When the input line length is lim, then s[lim] = '\0'. But the array s[] is only lim-length long, from s[0] to s[lim-1]. Will it cause an buffer overflow? I tested it many times, but the code seemed to work just fine.
int getline(char s[], int lim)
{
int c, i;
for(i = 0; i < lim-1 && ( c = getchar())!= EOF && c!= '\n'; i++)
s[i] = c;
if( c == '\n') {
s[i] = c;
++i;
}
s[i] = '\0';
return i;
}
The '\0' is just another character. It is stored right after the last character of the string.
Often, you can "get away" with writing off the end of a buffer with no obvious harm, but don't do it. It's a bug.
I once had to debug a program that contained an error like this. The program was writing a single byte past the end of one buffer. In the debug build, there was enough extra stuff on the stack that the single byte extra caused no harm; the crash only occurred in the release build, but the debugger didn't really work since it was the non-debug build. This is an example of why it is good to test your code both in a "debug" build and in a release build (compiled the way you would give it to your users).
This is a good example as to how to clearly define an interface - its input and returned value;
" int getline(char s[], int lim) "
One possible definition of "lim" is, maximum number of characters to be copied to s[], excluding the terminating null-character i.e. '\0'
Example:
char arr[] = "hello";
getline(arr, strlen(arr));
The other definition of "lim" is, Maximum number of characters to be copied into s[] (including the terminating null-character)
Example:
char arr[] = "hello";
getline(arr, sizeof(arr));
You seem to be supposing the 2nd definition of "lim".
This is a function straight out of "The C Programming Language" by K&R. It's from chapter one. It works because it is correct.
Consider "cat". This is a four character array {'c','a','t','\0'}. The length of the string is 3.
If s[]="cat" then s[0]='c', s[3]='\0'. Eh?
The string length returned by srtlen or what have you is the number of characters minus one. The array is allocated to hold all the 4 characters. That's where the '\0' is, at the end of the array.
No, it won't cause buffer overflow. In fact, a '\0' indicates a NULL position, which is considered as the end of an array. When you go from the beginning to the end of an array, the last position containing the '\0' character will never be considered as a position containing valid data.
You could go over all the array by using while(index < size) as a condition, or by using while(array[position] != NULL)

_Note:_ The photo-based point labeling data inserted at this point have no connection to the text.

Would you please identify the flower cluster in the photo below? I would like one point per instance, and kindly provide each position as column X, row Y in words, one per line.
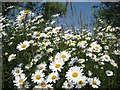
column 50, row 57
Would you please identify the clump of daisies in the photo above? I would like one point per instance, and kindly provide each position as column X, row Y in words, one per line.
column 52, row 55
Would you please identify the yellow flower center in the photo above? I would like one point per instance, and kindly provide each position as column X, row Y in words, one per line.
column 38, row 77
column 68, row 36
column 43, row 45
column 97, row 47
column 29, row 65
column 48, row 34
column 63, row 56
column 53, row 59
column 80, row 60
column 23, row 46
column 106, row 57
column 43, row 84
column 94, row 82
column 75, row 74
column 12, row 57
column 68, row 85
column 57, row 65
column 56, row 30
column 21, row 17
column 80, row 82
column 80, row 45
column 117, row 51
column 38, row 57
column 41, row 68
column 37, row 35
column 53, row 77
column 26, row 11
column 92, row 56
column 50, row 50
column 21, row 80
column 17, row 71
column 41, row 19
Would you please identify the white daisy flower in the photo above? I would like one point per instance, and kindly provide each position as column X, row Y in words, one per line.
column 67, row 36
column 63, row 55
column 94, row 82
column 20, row 17
column 117, row 52
column 109, row 73
column 56, row 29
column 29, row 65
column 68, row 85
column 48, row 28
column 90, row 73
column 50, row 50
column 11, row 57
column 52, row 22
column 53, row 77
column 38, row 56
column 56, row 65
column 24, row 85
column 81, row 60
column 74, row 73
column 23, row 46
column 19, row 80
column 41, row 66
column 81, row 82
column 38, row 77
column 106, row 58
column 37, row 35
column 56, row 15
column 17, row 71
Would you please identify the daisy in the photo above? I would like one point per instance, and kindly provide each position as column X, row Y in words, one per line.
column 41, row 66
column 19, row 80
column 37, row 35
column 106, row 58
column 90, row 73
column 68, row 85
column 47, row 35
column 106, row 47
column 48, row 28
column 63, row 55
column 11, row 57
column 52, row 22
column 38, row 77
column 17, row 71
column 114, row 64
column 95, row 82
column 67, row 36
column 34, row 61
column 53, row 77
column 74, row 59
column 50, row 50
column 81, row 60
column 109, row 73
column 81, row 82
column 38, row 56
column 23, row 46
column 117, row 52
column 56, row 29
column 24, row 85
column 43, row 84
column 56, row 65
column 74, row 73
column 51, row 58
column 29, row 65
column 56, row 15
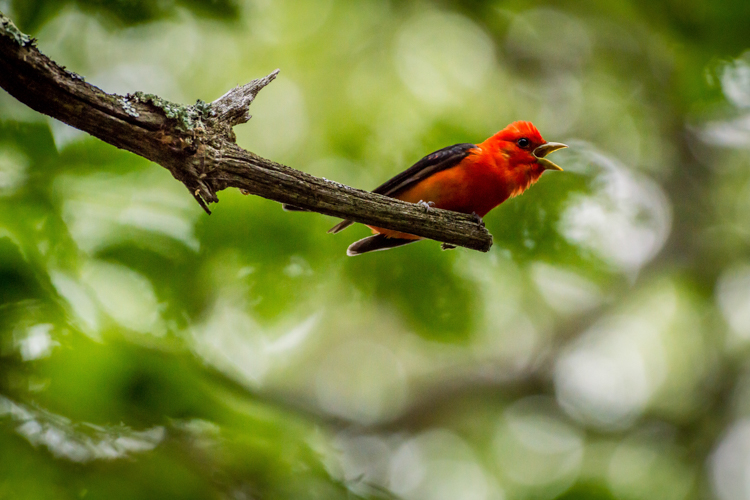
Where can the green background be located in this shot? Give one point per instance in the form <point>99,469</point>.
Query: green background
<point>599,351</point>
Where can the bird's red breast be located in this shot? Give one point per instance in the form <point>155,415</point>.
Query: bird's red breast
<point>492,172</point>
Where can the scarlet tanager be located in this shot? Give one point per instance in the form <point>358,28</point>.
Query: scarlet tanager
<point>467,178</point>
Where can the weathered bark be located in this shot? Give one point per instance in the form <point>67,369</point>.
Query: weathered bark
<point>197,145</point>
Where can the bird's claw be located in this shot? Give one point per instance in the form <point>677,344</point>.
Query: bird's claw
<point>478,219</point>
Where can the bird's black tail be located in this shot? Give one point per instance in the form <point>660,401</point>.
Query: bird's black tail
<point>374,243</point>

Why do we need to add a '\0' (null) at the end of a character array in C?
I've read it in K&R 2 (1.9 Character Array). The code in the book to find the longest string is as follows :
#include <stdio.h>
#define MAXLINE 1000
int readline(char line[], int maxline);
void copy(char to[], char from[]);
main() {
int len;
int max;
char line[MAXLINE];
char longest[MAXLINE];
max = 0;
while ((len = readline(line, MAXLINE)) > 0)
if (len > max) {
max = len;
copy(longest, line);
}
if (max > 0)
printf("%s", longest);
return 0;
}
int readline(char s[],int lim) {
int c, i;
for (i=0; i < lim-1 && (c=getchar())!=EOF && c!='\n'; ++i)
s[i] = c;
if (c == '\n') {
s[i] = c;
++i;
}
s[i] = '\0'; //WHY DO WE DO THIS???
return i;
}
void copy(char to[], char from[]) {
int i;
i = 0;
while ((to[i] = from[i]) != '\0')
++i;
}
My Question is why do we set the last element of the character array as '\0'?

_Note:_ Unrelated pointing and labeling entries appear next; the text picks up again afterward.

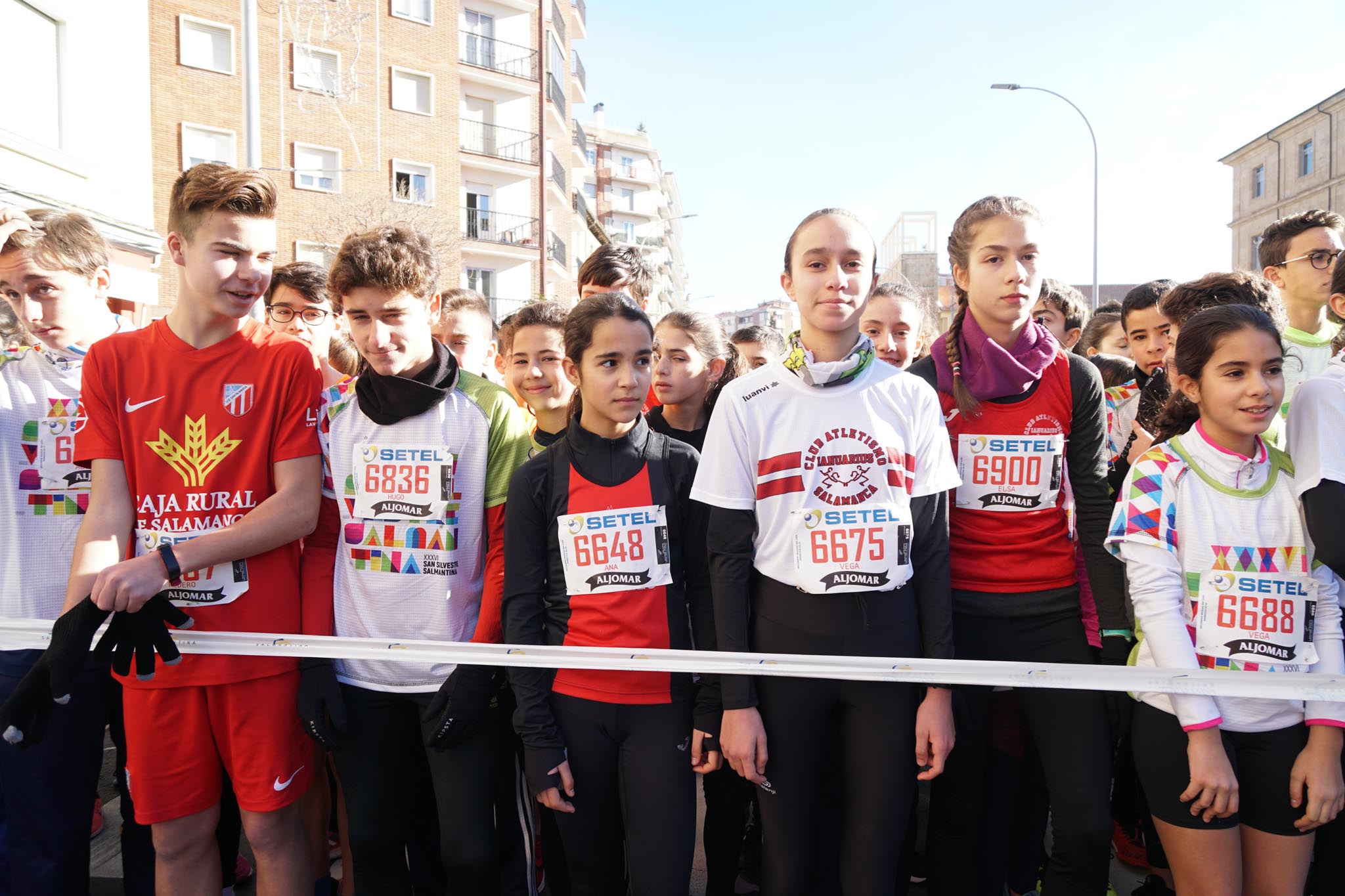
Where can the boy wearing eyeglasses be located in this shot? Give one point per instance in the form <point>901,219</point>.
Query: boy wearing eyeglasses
<point>298,304</point>
<point>1298,254</point>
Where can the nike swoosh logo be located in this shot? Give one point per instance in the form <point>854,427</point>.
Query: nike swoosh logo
<point>141,405</point>
<point>288,781</point>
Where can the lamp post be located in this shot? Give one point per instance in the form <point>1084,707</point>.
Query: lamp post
<point>1097,297</point>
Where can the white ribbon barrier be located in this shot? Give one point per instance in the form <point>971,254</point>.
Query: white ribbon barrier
<point>1279,685</point>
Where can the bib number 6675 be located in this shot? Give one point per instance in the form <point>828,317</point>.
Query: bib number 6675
<point>847,545</point>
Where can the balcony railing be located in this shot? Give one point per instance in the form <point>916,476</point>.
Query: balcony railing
<point>558,20</point>
<point>498,55</point>
<point>579,69</point>
<point>500,142</point>
<point>496,227</point>
<point>502,308</point>
<point>554,247</point>
<point>557,172</point>
<point>554,93</point>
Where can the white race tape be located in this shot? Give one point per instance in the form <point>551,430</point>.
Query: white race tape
<point>1281,685</point>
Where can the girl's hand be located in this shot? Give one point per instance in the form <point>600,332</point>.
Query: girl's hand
<point>935,733</point>
<point>704,762</point>
<point>552,797</point>
<point>1319,767</point>
<point>1214,786</point>
<point>743,740</point>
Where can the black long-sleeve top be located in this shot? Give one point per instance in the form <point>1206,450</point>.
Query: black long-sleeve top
<point>537,606</point>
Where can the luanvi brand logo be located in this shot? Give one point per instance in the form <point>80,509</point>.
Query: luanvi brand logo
<point>764,389</point>
<point>194,458</point>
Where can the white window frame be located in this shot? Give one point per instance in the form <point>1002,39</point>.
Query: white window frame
<point>430,181</point>
<point>391,74</point>
<point>311,247</point>
<point>182,139</point>
<point>391,11</point>
<point>296,49</point>
<point>233,43</point>
<point>335,172</point>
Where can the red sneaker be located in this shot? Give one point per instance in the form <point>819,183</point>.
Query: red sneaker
<point>1129,847</point>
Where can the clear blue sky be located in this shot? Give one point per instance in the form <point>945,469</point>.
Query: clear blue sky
<point>768,110</point>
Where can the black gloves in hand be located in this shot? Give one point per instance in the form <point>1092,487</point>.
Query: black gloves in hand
<point>24,715</point>
<point>462,704</point>
<point>320,702</point>
<point>144,634</point>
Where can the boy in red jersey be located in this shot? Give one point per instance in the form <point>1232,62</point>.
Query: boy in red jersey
<point>206,469</point>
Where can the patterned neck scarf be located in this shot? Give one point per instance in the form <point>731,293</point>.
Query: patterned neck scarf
<point>821,373</point>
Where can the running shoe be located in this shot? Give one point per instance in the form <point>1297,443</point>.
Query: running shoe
<point>1129,845</point>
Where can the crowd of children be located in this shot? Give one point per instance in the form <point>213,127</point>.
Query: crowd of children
<point>1156,482</point>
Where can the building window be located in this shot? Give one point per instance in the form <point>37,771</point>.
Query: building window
<point>413,92</point>
<point>414,10</point>
<point>205,45</point>
<point>315,69</point>
<point>317,253</point>
<point>413,182</point>
<point>317,168</point>
<point>482,280</point>
<point>33,43</point>
<point>201,142</point>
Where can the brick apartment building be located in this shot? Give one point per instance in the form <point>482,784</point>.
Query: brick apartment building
<point>444,114</point>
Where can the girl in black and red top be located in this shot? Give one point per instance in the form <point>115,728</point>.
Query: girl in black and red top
<point>606,548</point>
<point>1028,429</point>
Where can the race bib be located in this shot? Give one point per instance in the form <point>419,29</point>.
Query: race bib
<point>403,482</point>
<point>1009,473</point>
<point>1256,617</point>
<point>615,550</point>
<point>852,550</point>
<point>213,586</point>
<point>57,454</point>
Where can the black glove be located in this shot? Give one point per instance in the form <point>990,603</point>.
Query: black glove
<point>1121,706</point>
<point>460,707</point>
<point>143,634</point>
<point>24,715</point>
<point>320,702</point>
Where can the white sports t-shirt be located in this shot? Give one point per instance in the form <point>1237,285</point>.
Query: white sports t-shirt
<point>43,495</point>
<point>413,496</point>
<point>1306,355</point>
<point>829,471</point>
<point>1222,576</point>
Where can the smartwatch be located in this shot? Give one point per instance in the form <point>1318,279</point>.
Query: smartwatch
<point>170,563</point>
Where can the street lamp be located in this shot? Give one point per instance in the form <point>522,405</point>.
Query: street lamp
<point>1097,299</point>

The program works fine without it...
Please help me...
You need to end C strings with '\0' since this is how the library knows where the string ends (and, in your case, this is what the copy() function expects).
The program works fine without it...
Without it, your program has undefined behaviour. If the program happens to do what you expect it to do, you are just lucky (or, rather, unlucky since in the real world the undefined behaviour will choose to manifest itself in the most inconvenient circumstances).

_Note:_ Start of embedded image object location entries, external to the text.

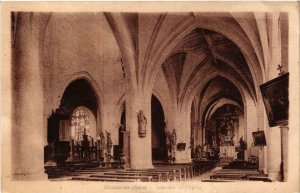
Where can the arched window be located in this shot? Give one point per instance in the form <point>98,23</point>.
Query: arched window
<point>82,121</point>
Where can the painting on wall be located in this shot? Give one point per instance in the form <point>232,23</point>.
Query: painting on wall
<point>259,138</point>
<point>276,100</point>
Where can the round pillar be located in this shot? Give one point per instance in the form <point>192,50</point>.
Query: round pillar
<point>28,138</point>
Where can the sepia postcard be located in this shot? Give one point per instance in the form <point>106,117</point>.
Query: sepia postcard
<point>150,97</point>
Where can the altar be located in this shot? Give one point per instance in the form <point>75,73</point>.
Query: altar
<point>227,153</point>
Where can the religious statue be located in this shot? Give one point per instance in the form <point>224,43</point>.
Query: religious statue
<point>142,122</point>
<point>229,128</point>
<point>168,140</point>
<point>108,142</point>
<point>102,141</point>
<point>173,138</point>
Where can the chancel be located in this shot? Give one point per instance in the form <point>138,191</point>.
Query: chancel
<point>149,96</point>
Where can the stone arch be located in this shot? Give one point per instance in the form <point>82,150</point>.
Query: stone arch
<point>96,91</point>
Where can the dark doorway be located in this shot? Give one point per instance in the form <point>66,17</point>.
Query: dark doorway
<point>159,150</point>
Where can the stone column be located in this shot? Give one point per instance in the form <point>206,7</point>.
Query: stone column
<point>284,143</point>
<point>139,147</point>
<point>28,138</point>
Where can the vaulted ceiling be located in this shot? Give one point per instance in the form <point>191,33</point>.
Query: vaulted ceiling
<point>201,48</point>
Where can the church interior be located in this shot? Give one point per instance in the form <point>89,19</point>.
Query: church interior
<point>101,96</point>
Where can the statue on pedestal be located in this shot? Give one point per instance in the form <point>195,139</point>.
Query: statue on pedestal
<point>108,142</point>
<point>142,122</point>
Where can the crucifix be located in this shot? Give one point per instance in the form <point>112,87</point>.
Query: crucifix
<point>281,72</point>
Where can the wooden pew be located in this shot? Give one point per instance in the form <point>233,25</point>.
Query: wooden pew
<point>229,176</point>
<point>103,179</point>
<point>156,177</point>
<point>141,178</point>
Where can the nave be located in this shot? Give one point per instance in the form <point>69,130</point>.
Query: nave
<point>205,171</point>
<point>187,94</point>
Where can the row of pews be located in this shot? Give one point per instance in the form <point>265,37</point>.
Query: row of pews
<point>202,166</point>
<point>228,175</point>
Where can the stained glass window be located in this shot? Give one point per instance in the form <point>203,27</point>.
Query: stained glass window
<point>80,124</point>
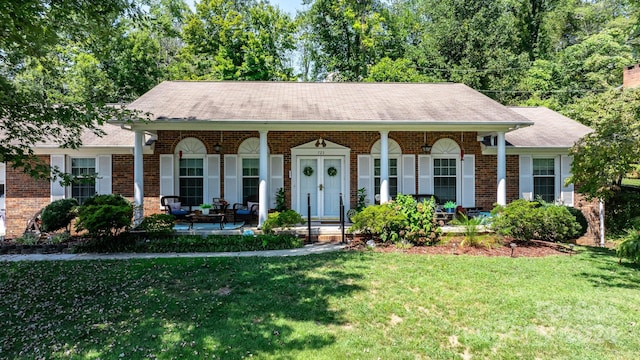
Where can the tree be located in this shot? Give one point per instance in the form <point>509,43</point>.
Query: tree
<point>602,158</point>
<point>237,40</point>
<point>30,30</point>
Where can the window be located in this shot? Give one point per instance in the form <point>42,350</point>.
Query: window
<point>250,177</point>
<point>192,181</point>
<point>393,176</point>
<point>544,179</point>
<point>82,189</point>
<point>444,179</point>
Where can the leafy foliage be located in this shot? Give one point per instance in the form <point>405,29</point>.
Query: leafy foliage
<point>58,214</point>
<point>157,225</point>
<point>629,248</point>
<point>402,219</point>
<point>104,215</point>
<point>286,220</point>
<point>191,243</point>
<point>528,220</point>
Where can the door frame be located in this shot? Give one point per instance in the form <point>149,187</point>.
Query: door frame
<point>309,150</point>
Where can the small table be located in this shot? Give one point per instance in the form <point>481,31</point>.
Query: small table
<point>207,218</point>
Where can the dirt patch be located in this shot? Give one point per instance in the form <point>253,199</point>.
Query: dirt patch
<point>534,248</point>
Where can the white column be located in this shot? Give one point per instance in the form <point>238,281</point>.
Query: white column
<point>502,170</point>
<point>384,167</point>
<point>138,178</point>
<point>264,178</point>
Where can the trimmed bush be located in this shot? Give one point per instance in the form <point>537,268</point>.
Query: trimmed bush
<point>58,215</point>
<point>157,225</point>
<point>402,219</point>
<point>286,220</point>
<point>630,247</point>
<point>104,215</point>
<point>527,220</point>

In c "string" means a null terminated array of characters. Compare this with a pascal string which means at most 255 charactes preceeded by a byte indicating the length of the string (but requiring no termination).
Each appraoch has it's pros and cons.
Especially string pointers pointed to array of characters without length known is the only way NULL terminator will determine the length of the string.
Awesome discussion about NULL termination at link
Because C defines a string as contiguous sequence of characters terminated by and including the first null character.
Basically the authors of C had the choice to define a string as a sequence of characters + the length of string or to use a magic marker to delimit the end of the string.
For more information on the subject I suggest to read this article:
"The Most Expensive One-byte Mistake" by Poul-Henning Kamp
http://queue.acm.org/detail.cfm?id=2010365
You have actually written the answer yourself right here:
void copy(char to[], char from[]) {
int i;
i = 0;
while ((to[i] = from[i]) != '\0')
++i;
}
The loop in this function will continue until it encounters a '\0' in the array from. Without a terminating zero the loop will continure an unknown number of steps, until it encounters a zero or an invalid memory region.
Really, you do not need to end a character array by \0. It is the char*, or the C representation of the string that needs to be ended by it.
As for array, you have to add a \0 after its end if you want to transfer it to the string (representer by char*).
On the other hand, you need to have \0 at the end of the array, if you want to address it as char* and plan to use char* functions on it.
'\0' in the array indicates the end of string, which means any character after this character is not considered part of the string.It doesn’t mean they are not part of the character array. i.e., we can still access these characters by indexing but they are just not part when we invoke string related things to this character array.
For a string to be in proper format and be able to work properly with the string functions, it must be a null-terminated character array. Without NULL, the programs show undefined behavior when we invoke string functions on the character array. Even though we might get lucky with the results most of the times, it still is an undefined behavior.
I've just looked it up
If your array is considered as string
Which means like this char array[MAX]="string";
Or like this scanf("%s",array);
Or char* table;
Then the NULL character '\0' will append automatically as the end of the characters on that table
But if you initialized it like this char array[MAX]={'n','o','t','s','t,'r'};
Or you fill it using character by character with %c format
for(int i=0;i<MAX;i++)
scanf("%c",&array[i]);
Or getchar() instead of scanf("%c",...)
Then you have to add '\0' by yourself
Because now it considered as any other array's type (int,float...) So the cases that we consider as empty are actually filled by random numbers or characters depends on the type
Meanwhile in the case of a string type the next character after the last considered character is by default '\0'
for more explanation the length of this char array[]="12345" is 6
The array[5]=='\0' will return 1
by other words you can't define a string array like this char array[3]="123" because we left no room for the '\0' that has to append automatically
last example char array[7]={'t','e','s','t','\0'};
Here array[4] is the NULL character
array[5] and array[6] are random values
But if it was string then "test" array[4] and 5 and 6 are all filled by the NULL character (NULL character can refers to any white_space as I think so tab '\t' and enter '\n' are also NULL characters just like '\0' which may refer to spacebar)
nota ben: we can't assign array[7] or more as we all know but if you try to output it, it'll show a random value as any empty case
It is string terminating symbol,When this is encountered ,compiler comes to know that your string is ended.